After the events of A Princess of Mars, John Carter returned to
Earth and spent ten long years trying to find a way back. In our
world, Edgar Rice Burroughs produced the sequel, The Gods
of Mars, in 1913, a year after
Under the Moons of Mars was
serialized. Like its predecessor (and Tarzan of the Apes,
which he published in 1912 also), The Gods of Mars
was serialized in the All-Story
Magazine incarnation
of Argosy. It would be published in novel form in 1918.
John
Carter returns to Mars in a way similar to how he first got there: by
astral projection/wishing really hard. Again, the “How” he gets
there isn't important, its just a means to an end. He arrives on
Barsoom the same way as the first time: bare-ass naked.
Only
this time, he's in a scenic forest in a river valley.
Populated
by white apes and carnivorous tree-men that want to kill and eat
anyone who arrives.
Welcome
to Martian Heaven: The Valley Dor, endpoint of the sacred River Iss.
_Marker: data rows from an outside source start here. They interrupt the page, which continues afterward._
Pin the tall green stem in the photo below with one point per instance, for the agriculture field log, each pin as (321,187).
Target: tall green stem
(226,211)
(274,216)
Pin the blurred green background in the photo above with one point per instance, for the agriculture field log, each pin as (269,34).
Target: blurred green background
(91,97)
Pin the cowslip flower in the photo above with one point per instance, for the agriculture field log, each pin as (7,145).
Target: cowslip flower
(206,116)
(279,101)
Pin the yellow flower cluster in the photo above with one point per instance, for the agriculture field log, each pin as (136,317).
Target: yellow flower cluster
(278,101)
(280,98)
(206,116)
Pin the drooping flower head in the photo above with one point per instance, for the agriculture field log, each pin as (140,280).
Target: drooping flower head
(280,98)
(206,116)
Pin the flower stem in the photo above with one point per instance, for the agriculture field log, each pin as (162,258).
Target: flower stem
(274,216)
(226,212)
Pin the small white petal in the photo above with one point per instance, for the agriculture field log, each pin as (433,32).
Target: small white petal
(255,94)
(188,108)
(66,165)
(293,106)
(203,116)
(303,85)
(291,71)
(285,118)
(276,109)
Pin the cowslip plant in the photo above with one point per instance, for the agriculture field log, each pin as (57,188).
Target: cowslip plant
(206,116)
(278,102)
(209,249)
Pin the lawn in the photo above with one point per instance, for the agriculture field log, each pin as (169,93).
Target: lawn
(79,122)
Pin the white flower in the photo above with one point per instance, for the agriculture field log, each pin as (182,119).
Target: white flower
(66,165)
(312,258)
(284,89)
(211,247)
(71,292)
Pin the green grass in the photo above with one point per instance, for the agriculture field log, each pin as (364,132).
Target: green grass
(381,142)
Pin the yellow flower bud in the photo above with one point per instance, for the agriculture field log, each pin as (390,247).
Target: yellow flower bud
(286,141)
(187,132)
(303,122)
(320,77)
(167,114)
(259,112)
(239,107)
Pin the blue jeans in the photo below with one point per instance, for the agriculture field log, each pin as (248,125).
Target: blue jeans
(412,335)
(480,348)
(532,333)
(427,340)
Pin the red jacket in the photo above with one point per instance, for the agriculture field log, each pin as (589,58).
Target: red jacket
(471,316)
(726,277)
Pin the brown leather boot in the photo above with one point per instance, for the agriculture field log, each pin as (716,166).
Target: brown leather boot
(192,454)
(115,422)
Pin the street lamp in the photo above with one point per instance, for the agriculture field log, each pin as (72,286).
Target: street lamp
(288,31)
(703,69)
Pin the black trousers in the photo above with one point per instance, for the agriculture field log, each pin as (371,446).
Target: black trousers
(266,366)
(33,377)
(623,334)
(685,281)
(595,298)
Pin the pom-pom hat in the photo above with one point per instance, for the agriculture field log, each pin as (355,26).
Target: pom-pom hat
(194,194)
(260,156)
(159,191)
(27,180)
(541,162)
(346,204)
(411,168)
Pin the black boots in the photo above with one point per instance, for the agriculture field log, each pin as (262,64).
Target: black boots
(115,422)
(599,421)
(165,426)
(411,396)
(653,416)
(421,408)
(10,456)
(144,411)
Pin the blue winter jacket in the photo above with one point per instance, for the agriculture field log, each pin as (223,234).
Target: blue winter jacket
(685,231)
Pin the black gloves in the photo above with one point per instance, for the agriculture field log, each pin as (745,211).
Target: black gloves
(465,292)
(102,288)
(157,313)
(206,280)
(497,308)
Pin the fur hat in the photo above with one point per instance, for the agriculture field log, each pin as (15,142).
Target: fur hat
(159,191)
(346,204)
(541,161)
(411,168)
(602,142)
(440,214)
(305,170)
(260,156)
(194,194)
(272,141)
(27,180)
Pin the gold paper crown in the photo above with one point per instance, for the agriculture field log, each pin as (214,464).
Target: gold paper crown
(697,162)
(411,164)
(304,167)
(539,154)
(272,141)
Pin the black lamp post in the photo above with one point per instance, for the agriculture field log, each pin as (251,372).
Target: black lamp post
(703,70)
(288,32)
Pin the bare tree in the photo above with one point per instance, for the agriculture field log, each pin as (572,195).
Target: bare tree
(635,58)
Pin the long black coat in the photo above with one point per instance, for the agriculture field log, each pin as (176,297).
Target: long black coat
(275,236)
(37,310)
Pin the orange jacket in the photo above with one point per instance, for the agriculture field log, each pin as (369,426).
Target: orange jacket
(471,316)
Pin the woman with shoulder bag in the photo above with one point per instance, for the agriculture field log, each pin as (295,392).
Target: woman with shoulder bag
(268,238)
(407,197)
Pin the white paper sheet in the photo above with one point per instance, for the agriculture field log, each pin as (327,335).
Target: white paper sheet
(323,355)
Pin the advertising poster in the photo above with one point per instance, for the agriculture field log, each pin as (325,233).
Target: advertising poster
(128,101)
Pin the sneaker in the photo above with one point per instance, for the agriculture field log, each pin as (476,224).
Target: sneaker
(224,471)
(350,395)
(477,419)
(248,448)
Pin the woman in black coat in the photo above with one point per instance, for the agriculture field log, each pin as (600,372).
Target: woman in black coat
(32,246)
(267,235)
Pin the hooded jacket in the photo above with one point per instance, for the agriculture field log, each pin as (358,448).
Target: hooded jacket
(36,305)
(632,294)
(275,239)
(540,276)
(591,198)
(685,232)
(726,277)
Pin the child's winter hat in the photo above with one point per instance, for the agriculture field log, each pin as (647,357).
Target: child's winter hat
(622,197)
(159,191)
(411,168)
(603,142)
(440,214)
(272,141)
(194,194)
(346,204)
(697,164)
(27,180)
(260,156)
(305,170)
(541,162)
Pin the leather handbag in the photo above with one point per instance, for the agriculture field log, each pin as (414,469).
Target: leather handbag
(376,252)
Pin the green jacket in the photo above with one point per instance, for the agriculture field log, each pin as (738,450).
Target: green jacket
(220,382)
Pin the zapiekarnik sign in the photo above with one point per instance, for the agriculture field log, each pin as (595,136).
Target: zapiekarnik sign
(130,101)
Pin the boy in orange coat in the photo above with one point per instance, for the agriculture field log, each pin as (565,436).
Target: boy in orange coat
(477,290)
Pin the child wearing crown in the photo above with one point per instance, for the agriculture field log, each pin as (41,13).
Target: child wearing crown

Leaving the valley is considered blasphemy and cause for execution.
Martian Heaven sucks.
On
arriving, John sees some Green Martians attacked and killed by the
local fauna, and rushes to the aid of the lone survivor, who happens
to be Tars Tarkas, Jeddak of Thark and Carter's best friend on Mars
not named Woola.
The
two fight their way out of the forest and into the cliffs of the
valley, where they find the Holy Therns, white skinned Martians who
claim to be the gods of Mars and control the creatures of the valley,
enslaving anyone who survives them. They also wear cute little blonde
Prince Valiant wigs because they're bald and vain.
John
kills one of their priests, takes his wig and costume as a disguise,
rescues a Red Martian woman named Thuvia, and the three rampage their
way through the Thern fortress, reaching the top only to find it
attacked by sky pirates. John sends Thuvia and Tars Tarkas off and
boards one of their airships, killing the crew save one, Xodar, a
prince of the Black Martians, the self-proclaimed First Born of Mars,
and incidentally, a people also claiming to be gods. He also rescues
a White Martian girl, Phaidor, who falls in love with John, but John
is faithful to his wife Dejah Thoris, and is also disturbed by
Phaidor's casual cruelty.
Xodar
has some tricks up his sleeve, and John & Phaidor are captured by
reinforcements, and taken to Omean, an underground sea where the
Black Martians make their home. The First Born are ruled by the cruel
(self-proclaimed again) goddess Issus, and like the Therns, they
enslave the other Martian races to serve them and fight in their
arenas.
Hmm:
long-lived, beautifully-featured, ebony-skinned, underground raiders
who worship a cruel goddess and love to party at the expense of others.
It
really activates the almonds.
Anyway,
Phaidor is taken to be a handmaiden of Issus. John is sent to the
arena. Xodar is sent as well, since he lost in combat to John, and
must serve him. Naturally, the two become best buds working to escape
from their virtual death sentence. In prison, they find a pale young
Red Martian youth who is obviously John Carter's son Carthoris, but
the book plays coy with it for a while until the two are able to have
a moment's rest.
There's
already so much going on that going through the plot would take pages
and pages. John Carter escapes. We get back to Helium and Red Martian
intrigue. A reunion with cool dude Kantos Kan. Dejah Thoris went to
the Valley Dor to look for her husband and son. John Carter wants to
go after her. More intrigue. A titanic air battle between the fleets
of three navies, and John Carter cutting down any bastard that stands
between him and Dejah Thoris.
And
then it ends on a massive cliffhanger because by this point Burroughs
knew he had his audience hooked.
While
some of the twists are blatantly telegraphed and a lot of convenient
coincidences take place that stretch belief, the book hits the ground
running and never lets up on the adventure.
The
section that stands out the most to me is where John is taken to the
arena and sees a group of female slaves inspected by the hideous
Issus and a few are selected and taken away. John learns that the
ones taken away were to be eaten by Issus and her court, while the
rest would be torn apart by animals in the arena.
In a
modern story, John would feel bad as he watched the innocent women
get slaughtered for the entertainment of the First Born, then do some
arena fighting, then plot his escape, then try and fail to escape,
then mope a lot, then try again, then maybe succeed and that would
take up half of the book and whoever was helping him escape would die and he'd feel extra bad about it.
Not
here. This is Pulp! As soon as John learns that the women are going
to be killed, the red mist descends over his eyes and he punches his
way out of his cage (because Earthmen have super strength on Barsoom,
remember?) and begins butchering everything between him and the
throne of Issus. Not only does Carthoris join him in this, but every
single slave in the arena, man and woman, join his uprising and John
Carter nearly succeeds in reaching Issus, if not for the ancient hag
queen's trickery. And this is only about halfway into the book!
Burroughs
is awesome. John Carter is awesome. The Gods of Mars
is awesome. Read the Barsoom books. That's an order.